Mitsubishi Montero Battery Draining:  Causes + Diagnosis

If your Mitsubishi Montero’s battery is draining, it’s something that’ll need addressing right away.  If it is draining while your Montero isn’t running, something is drawing current that shouldn’t be.

If the battery drains while driving, there’s likely an issue with your vehicle’s alternator.

Mitsubishi Montero Battery Draining

The two primary causes for a battery to deplete are parasitic power loss or a faulty battery.

Mitsubishi Montero:  Battery Draining While Parked Causes

If your vehicle is running fine when you park it, and it won’t start, there is an issue with the charging system (alternator, battery, or battery cables) or a parasitic power draw. 

Parasitic Power Draw

Mitsubishi Montero parasitic power draw

A parasitic power draw is when something is drawing current from your Mitsubishi Montero’s battery after you turn the vehicle off, like an interior light or a malfunctioning component.  

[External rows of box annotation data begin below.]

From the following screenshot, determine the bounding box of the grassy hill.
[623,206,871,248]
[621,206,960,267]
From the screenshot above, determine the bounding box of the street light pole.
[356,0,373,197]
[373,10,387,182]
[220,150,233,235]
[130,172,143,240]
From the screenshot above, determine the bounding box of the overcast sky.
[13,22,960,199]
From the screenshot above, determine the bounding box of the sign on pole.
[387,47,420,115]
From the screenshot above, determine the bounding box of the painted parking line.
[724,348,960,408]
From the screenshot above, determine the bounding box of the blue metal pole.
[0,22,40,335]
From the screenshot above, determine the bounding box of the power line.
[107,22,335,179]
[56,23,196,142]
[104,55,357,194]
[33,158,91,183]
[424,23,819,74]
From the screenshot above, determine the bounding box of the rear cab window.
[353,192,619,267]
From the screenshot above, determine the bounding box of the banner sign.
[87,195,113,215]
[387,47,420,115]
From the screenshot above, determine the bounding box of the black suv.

To fix this issue, you’ll need to test for a parasitic power draw.  Here’s how:

Remove the negative cable from your Montero’s battery and use a multimeter to measure the draw. The draw should be less than 25 milliamps (0.025 amps). If it’s higher than that, then something is drawing current, and it must be addressed.

Before connecting a multimeter to the battery, verify that the dome light is shutting off when you close the doors.  A faulty door switch (that turns the dome light on and off) frequently causes a parasitic power drain.  

Other causes include a trunk/tailgate release switch that is always on, a headlight switch stuck in the “on” position, aftermarket accessories such as an alarm system or CD changer, damaged wiring harnesses, and faulty relays.

Battery Cables

Examine your Montero’s battery posts where they attach to the battery. If significant corrosion is present, use a wire brush to clean it. Corrosion can impede proper battery connection, leading to drainage issues.

There are specific battery post cleaners that you can buy.  They are usually less than 10 bucks at the local parts store or Wal-Mart. Otherwise, sandpaper can work if you’re in a pinch, just make sure to wear gloves. 

Bad Battery

When the battery depletes while parked, it’s likely due to the battery itself. If your Montero’s battery light illuminates while driving before parking, the alternator is probably responsible for the battery drainage (or in this case, not recharging).

If you didn’t see a battery light, and now your vehicle is dead when you start it, the first thing you need to look at is the battery.


A good anecdotal way to tell if there is a parasitic drain and not a bad battery is to unplug the negative battery cable when you park your vehicle for the period it usually takes for the battery to drain.  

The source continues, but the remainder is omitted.